Elon Musk launched an artificial intelligence-generated online encyclopedia called Grokipedia on Oct. 27, 2025, to compete with the well-known information source Wikipedia. Musk’s decision to build a Wikipedia alternative grew out of many people’s dissatisfaction with the latter’s perceived left-wing bias. But now Grokipedia faces similar accusations of bias—a bias that just so happens to align with Musk’s personal views.
A lot of prescient issues intersect in this battle over information: contemporary culture wars, political polarization, the difficulty of ascertaining truth in the digital miasma of the internet, the persistent residue of human bias, and the way that even in this “age of information,” gatekeepers continue to influence and shape human thought.
As these digital megaliths—artificial intelligence (AI) and the hive-mind—clash in mutual accusations of inaccuracy, we’re left to wonder: What’s the future of truth in the digital age?
The question of who will become the “one encyclopedia to rule them all” isn’t a trivial one. For decades now, Wikipedia has been one of the most-visited websites in the world and the most-used source of generalized information on just about every topic imaginable. This means that Wikipedia (particularly because of its supposed neutrality) has formed and shaped people’s beliefs about the world more than just about any other single resource. That’s a lot of power. Whether Wikipedia is permitted to continue wielding it or whether another titan dethrones it will determine, to a large extent, the state of human knowledge and public opinion.
Neither potential information overlord appears very reliable, however. Let’s start with Wikipedia. The project’s cofounder, Larry Sanger, who left the project in 2002, reported that Wikipedia was overtaken by anonymous editors who use the platform to promote their own ideological views—with the support of the organization’s increasingly left-leaning leadership.
“We very early on got on the radar of powerful people who were trying to control the narrative,” he said. “Slowly ... the screws tightened, the range of views that were permitted in the platform became narrower and narrower.”
This censorship included the blacklisting of conservative media outlets, who were declared “off-limits” as reliable sources for articles, and whose own Wikipedia pages often included overt attacks on their credibility. According to Sanger, “their notion of neutrality now is really twisted into its opposite.”
Pearl and others accuse Grokipedia of promoting right-wing conspiracy theories. Some have also expressed concerns over the fact that Grokipedia is written by a large language model (LLM) AI, not human beings.
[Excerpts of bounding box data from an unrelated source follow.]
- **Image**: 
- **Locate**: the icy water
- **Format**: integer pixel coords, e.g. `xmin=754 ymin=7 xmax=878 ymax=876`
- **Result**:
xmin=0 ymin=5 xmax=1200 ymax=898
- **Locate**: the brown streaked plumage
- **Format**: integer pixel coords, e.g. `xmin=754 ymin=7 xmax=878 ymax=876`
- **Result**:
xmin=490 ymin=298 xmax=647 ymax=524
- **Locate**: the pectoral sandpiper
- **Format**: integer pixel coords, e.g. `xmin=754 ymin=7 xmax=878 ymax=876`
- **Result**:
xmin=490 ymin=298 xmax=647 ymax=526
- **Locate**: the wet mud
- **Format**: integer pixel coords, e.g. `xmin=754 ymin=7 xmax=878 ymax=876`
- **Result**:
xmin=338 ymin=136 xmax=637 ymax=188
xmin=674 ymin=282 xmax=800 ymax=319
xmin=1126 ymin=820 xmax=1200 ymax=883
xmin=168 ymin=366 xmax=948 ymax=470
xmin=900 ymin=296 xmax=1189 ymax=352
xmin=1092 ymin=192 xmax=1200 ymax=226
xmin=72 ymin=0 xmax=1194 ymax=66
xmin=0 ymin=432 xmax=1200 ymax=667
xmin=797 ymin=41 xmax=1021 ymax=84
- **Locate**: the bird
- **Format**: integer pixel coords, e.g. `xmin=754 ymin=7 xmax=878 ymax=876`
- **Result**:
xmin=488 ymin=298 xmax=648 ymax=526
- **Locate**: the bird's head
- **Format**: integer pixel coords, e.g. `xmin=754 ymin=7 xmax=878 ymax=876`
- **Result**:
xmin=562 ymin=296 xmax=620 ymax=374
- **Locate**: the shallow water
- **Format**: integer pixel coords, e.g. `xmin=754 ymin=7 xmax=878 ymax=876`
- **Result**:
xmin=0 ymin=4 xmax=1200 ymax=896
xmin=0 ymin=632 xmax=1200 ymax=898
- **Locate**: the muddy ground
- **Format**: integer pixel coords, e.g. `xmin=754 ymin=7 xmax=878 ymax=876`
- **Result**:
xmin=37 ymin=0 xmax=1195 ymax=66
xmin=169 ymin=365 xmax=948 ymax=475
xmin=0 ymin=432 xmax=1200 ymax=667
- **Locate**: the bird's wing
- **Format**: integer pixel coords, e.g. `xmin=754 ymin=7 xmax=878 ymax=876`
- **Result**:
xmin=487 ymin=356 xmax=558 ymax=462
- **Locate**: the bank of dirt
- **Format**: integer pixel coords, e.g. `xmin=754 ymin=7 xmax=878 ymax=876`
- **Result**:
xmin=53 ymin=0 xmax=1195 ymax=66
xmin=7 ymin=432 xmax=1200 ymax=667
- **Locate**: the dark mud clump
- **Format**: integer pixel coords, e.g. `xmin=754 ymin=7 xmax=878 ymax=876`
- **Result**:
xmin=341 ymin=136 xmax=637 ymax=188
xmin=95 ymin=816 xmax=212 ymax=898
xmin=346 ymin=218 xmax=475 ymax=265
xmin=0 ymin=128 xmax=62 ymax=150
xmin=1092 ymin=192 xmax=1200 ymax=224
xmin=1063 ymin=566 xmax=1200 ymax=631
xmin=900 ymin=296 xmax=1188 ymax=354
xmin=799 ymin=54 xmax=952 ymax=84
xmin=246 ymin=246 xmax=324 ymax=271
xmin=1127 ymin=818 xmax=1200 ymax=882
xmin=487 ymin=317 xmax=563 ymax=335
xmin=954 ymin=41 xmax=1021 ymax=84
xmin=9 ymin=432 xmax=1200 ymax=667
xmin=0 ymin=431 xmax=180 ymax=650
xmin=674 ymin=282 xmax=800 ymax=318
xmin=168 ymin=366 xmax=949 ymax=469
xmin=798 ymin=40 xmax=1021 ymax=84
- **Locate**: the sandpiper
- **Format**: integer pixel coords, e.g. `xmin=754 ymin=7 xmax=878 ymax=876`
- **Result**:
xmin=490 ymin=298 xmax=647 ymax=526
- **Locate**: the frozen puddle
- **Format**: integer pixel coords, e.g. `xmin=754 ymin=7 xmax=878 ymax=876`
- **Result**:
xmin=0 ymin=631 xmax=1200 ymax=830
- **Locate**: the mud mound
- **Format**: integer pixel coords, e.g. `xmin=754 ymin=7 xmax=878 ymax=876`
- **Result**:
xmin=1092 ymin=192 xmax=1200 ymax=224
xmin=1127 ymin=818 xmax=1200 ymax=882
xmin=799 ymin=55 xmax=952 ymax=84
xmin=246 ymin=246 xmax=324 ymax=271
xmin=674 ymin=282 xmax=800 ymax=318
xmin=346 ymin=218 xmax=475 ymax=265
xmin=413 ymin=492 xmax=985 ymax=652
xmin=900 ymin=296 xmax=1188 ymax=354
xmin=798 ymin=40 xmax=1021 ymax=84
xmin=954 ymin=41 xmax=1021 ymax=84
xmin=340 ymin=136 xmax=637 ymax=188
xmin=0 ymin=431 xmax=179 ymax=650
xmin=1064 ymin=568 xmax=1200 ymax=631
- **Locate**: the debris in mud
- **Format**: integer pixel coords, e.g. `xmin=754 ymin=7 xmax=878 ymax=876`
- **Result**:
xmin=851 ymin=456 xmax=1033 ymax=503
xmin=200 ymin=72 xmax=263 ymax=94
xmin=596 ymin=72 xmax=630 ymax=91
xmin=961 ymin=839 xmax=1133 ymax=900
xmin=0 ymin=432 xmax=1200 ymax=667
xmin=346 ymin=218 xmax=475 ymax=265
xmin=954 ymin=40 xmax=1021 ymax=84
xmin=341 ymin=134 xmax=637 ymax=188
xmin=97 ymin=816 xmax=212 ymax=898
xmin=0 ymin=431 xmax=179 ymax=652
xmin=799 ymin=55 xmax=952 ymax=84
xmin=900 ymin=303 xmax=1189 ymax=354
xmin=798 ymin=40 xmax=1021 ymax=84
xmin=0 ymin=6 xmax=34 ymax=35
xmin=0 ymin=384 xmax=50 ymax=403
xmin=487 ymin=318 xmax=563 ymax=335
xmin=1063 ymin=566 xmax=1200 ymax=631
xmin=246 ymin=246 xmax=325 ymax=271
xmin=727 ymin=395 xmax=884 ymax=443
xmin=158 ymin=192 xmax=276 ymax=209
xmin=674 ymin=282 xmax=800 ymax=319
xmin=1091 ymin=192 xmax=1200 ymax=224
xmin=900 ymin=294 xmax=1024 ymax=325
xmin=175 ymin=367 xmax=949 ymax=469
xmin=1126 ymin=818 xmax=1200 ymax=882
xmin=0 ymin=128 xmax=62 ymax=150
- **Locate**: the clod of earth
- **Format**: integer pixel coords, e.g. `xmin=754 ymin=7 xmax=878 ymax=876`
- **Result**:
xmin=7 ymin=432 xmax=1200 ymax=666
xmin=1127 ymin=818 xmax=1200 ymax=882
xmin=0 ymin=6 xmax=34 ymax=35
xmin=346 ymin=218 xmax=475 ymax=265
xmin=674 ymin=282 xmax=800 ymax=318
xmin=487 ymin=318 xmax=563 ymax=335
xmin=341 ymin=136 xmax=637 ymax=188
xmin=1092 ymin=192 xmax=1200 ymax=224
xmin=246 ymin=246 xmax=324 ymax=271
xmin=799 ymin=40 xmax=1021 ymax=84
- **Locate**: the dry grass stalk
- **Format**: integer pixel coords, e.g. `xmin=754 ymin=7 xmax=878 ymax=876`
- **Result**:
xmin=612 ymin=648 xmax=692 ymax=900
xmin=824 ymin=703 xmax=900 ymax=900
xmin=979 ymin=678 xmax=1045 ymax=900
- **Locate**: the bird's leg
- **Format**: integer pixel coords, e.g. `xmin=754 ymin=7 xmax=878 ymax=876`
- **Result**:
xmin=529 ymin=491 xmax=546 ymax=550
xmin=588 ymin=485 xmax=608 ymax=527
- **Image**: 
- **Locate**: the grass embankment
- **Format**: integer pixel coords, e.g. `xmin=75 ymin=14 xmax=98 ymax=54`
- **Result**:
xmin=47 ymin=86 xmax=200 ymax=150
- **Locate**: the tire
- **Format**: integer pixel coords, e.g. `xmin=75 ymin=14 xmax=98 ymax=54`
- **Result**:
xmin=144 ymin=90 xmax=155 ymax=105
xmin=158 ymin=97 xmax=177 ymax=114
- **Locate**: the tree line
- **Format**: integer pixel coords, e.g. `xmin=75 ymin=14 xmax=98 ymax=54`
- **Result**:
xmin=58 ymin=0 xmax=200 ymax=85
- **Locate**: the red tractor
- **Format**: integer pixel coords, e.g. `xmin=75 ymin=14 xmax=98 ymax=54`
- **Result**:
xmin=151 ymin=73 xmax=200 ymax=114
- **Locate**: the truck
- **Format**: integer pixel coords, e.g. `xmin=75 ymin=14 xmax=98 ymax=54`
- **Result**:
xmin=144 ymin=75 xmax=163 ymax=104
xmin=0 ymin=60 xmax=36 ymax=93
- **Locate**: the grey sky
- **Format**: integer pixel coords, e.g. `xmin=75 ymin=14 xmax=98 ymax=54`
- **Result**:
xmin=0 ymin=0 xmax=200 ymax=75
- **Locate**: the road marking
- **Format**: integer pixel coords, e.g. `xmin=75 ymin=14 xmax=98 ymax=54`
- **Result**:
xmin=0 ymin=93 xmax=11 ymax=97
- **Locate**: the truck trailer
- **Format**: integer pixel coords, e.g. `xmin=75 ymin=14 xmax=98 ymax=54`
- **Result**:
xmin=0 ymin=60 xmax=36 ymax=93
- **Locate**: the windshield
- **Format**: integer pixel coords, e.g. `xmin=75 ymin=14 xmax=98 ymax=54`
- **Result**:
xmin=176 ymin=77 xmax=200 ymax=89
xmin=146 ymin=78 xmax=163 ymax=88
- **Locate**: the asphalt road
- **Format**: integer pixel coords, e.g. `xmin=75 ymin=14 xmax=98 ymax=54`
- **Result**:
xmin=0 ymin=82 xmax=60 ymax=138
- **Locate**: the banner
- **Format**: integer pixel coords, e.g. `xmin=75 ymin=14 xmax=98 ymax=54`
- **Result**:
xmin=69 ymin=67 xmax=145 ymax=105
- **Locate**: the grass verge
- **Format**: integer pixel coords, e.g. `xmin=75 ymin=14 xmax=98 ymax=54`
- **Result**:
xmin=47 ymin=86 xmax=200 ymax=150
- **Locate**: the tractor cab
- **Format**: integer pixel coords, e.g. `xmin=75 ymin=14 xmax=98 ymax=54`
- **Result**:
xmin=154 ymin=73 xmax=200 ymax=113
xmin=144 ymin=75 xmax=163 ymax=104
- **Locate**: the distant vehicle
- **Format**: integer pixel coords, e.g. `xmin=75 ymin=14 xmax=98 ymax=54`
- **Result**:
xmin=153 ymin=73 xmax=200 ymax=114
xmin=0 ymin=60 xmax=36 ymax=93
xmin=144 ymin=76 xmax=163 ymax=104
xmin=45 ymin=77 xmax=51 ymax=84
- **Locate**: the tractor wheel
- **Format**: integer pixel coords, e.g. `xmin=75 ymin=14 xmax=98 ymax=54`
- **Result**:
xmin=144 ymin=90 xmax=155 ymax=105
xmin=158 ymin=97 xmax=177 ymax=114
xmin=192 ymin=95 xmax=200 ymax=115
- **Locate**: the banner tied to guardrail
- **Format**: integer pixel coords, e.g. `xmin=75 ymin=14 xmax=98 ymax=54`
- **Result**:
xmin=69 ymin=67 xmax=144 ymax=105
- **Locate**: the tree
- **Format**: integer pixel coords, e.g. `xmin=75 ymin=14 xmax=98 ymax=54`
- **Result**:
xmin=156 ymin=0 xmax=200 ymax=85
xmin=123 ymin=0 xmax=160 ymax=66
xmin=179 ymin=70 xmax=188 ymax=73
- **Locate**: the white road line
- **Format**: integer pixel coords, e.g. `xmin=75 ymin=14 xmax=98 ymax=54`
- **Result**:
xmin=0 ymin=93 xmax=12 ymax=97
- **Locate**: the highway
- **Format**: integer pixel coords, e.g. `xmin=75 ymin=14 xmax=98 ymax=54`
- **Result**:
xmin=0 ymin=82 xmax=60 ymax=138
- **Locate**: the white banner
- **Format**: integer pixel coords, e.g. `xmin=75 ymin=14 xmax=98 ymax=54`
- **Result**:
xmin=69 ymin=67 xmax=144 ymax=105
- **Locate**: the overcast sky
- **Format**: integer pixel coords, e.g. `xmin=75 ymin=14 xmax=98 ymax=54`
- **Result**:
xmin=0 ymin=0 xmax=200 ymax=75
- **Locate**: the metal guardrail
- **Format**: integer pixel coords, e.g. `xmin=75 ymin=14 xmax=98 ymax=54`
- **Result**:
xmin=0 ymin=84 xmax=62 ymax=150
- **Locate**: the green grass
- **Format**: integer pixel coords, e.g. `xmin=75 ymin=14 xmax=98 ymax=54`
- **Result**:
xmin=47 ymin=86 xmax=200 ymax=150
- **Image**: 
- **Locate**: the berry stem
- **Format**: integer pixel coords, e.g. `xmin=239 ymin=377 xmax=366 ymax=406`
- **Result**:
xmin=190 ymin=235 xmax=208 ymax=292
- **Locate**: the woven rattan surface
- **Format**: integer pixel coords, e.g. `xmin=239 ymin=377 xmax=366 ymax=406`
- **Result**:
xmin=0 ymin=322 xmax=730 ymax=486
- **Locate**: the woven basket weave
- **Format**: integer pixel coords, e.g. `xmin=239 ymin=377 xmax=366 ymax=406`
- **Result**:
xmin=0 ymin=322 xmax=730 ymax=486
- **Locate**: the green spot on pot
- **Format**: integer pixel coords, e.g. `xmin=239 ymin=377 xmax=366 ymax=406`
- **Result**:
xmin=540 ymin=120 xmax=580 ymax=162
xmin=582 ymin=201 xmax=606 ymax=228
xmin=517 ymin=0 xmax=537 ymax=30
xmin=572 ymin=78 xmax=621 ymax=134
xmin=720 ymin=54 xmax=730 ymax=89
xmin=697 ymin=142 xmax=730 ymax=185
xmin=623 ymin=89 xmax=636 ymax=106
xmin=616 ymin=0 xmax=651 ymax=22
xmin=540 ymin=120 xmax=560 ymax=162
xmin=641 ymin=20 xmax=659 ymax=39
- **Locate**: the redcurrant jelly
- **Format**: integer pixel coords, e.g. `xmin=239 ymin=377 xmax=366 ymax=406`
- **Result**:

Its AI origin saddles it with the usual LLM woes: errors, oddities, and hallucinations (inaccurate information dreamed up by the AI with no basis in reality).
What both Wikipedia and Grokipedia reveal, in the final analysis, is that under a facade of democratized and open-source information, there remain powerful gatekeepers who aim to shape public perception in one way or another. In the case of Wikipedia, a faceless bureaucracy and army of anonymous editor-activists relentlessly uphold a certain worldview; in the case of Grokipedia, an eccentric tech billionaire pulls the strings of artificial intelligence to create an “objective” information source that aligns suspiciously with his own beliefs. In neither case do we find much transparency or objectivity.
Of course, knowledge gatekeepers have always existed. In the Middle Ages, when the Catholic Church was the dominant force in Western culture, and even after, the Church maintained an index of forbidden books. Certain texts were considered false, pernicious, and dangerous, and the ecclesiastical authorities believed they had the right to ban them for the good of the faithful. What contemporary liberal democratic society considers a totalitarian oversight of information was, at that time, considered an act of charity. The difference with the Church’s acts of censorship is that the Church’s adoption of a right of censorship was rooted in a claim to divine authority, whereas Wikipedia or Grokipedia’s claims to objective truth are rooted in ... what exactly?